A.C Milan 1899 ha scritto:


> Pagheranno tutto, come pagarono quel Triplete vinto con favori arbitrali scandalosi (non ultimo il goal regolarissimo del 2-0 di Bojan che li avrebbe eliminati, e quello fu solo l’ultimo perché tra il Chelsea agli ottavi e Inter-Barca all’andata ci sarebbe da riempire un faldone alto sei dita) e il vulcano islandese che esplose per rallentare il Barca. Come pagarono Calciopoli e l’esserne usciti puliti pur essendo più sporchi di tutti (Palazzi fu chiaro, illecito sportivo) avendo occultato le intercettazioni.
> 
> Pagheranno tutto.



Comincio ad avere i dubbi sul fatto che pagheranno....ciclicamente vincono qualcosa a suon di culo senza mai pagarla o sprofondare come dovrebbero. E a questo punto mi chiedo come facciano a non vincere lo scudetto, ce l'hanno già assicurato.


----------



## A.C Milan 1899 (14 Marzo 2021)

DavidGoffin ha scritto:


> Comincio ad avere i dubbi sul fatto che pagheranno....ciclicamente vincono qualcosa a suon di culo senza mai pagarla o sprofondare come dovrebbero. E a questo punto mi chiedo come facciano a non vincere lo scudetto, ce l'hanno già assicurato.
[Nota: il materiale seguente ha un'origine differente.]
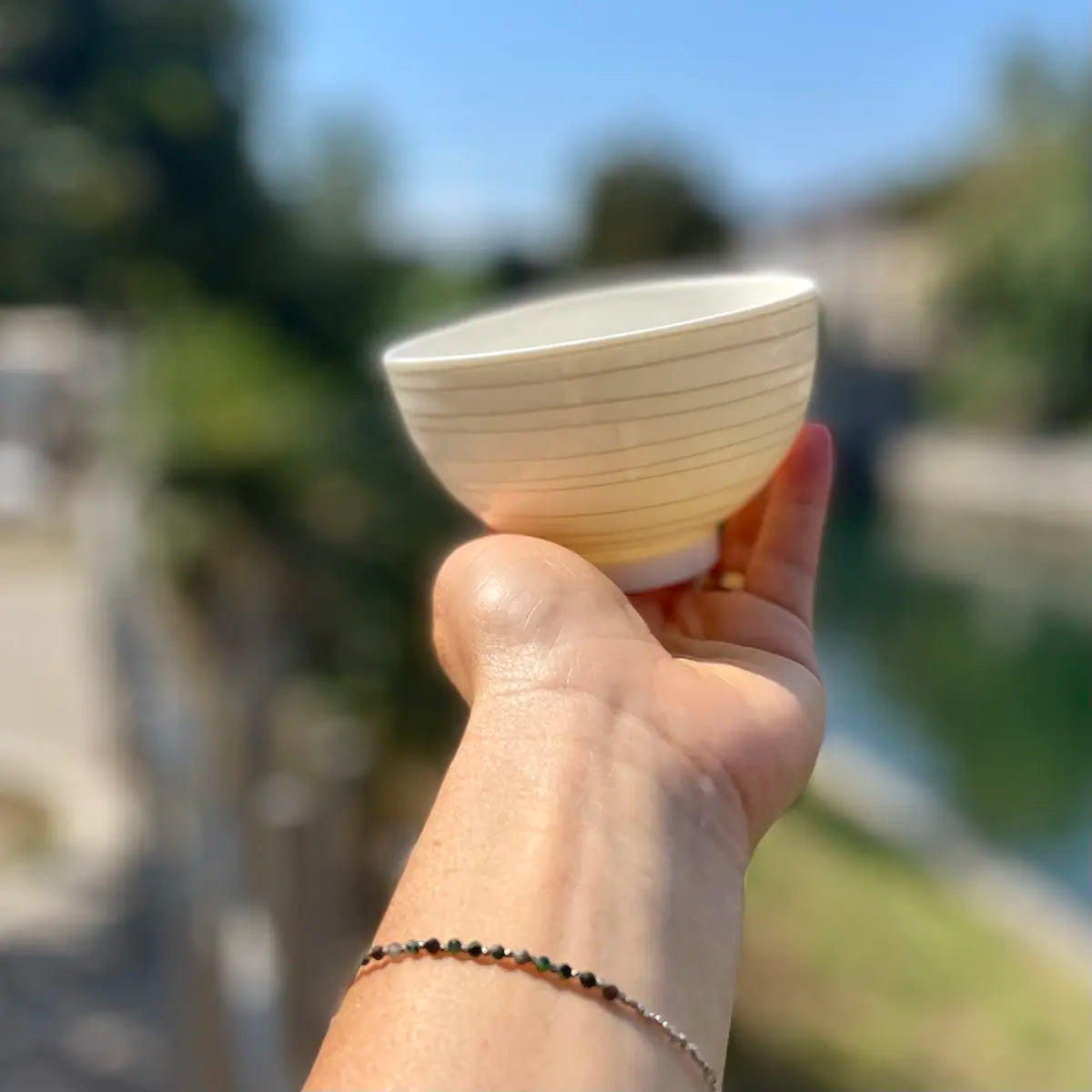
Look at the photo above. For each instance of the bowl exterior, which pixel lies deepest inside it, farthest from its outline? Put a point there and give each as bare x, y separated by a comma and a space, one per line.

Dopo il Triplete hanno mangiato melma per 10 anni, se vincono questo per poi ridimensionare per bene a causa dei loro problemi economici ci metto la firma.


----------



## A.C Milan 1899 (14 Marzo 2021)

DavidGoffin ha scritto:


> Comincio ad avere i dubbi sul fatto che pagheranno....ciclicamente vincono qualcosa a suon di culo senza mai pagarla o sprofondare come dovrebbero. E a questo punto mi chiedo come facciano a non vincere lo scudetto, ce l'hanno già assicurato.



Poi la cosa che dà fastidio è che di noi scrivono robe come “ Gollettino al 92, culoni con la 4° squadra dello United” quando allo United mancava solo Rashford e Wan Bissaka mentre noi eravamo in campo con sei riserve su 11. E io dovrei essere sportivo con sti animali? Mai, solo disgrazie gli auguro.

Gli auguro le peggiori umiliazioni che manco ai gobbi.


----------



## Roten1896 (14 Marzo 2021)

Questi le vincono tutte fino allo scudetto matematico
È inutile che continuate a guardare le loro partite per farvi il sangue marcio


----------



## JoKeR (14 Marzo 2021)

Per quanto odi la Juventus molto ma molto di più dell'Inter, è la peggior squadra che abbia mai visto vincere il campionato.

Ma la ricordate la prima Juve di Conte senza coppe? 
Baricentro alto, gioco in verticale, fraseggio nello stretto, pressing a tutto campo.. ci rubarono (ovviamente) lo scudetto, ma giocarono alla grande.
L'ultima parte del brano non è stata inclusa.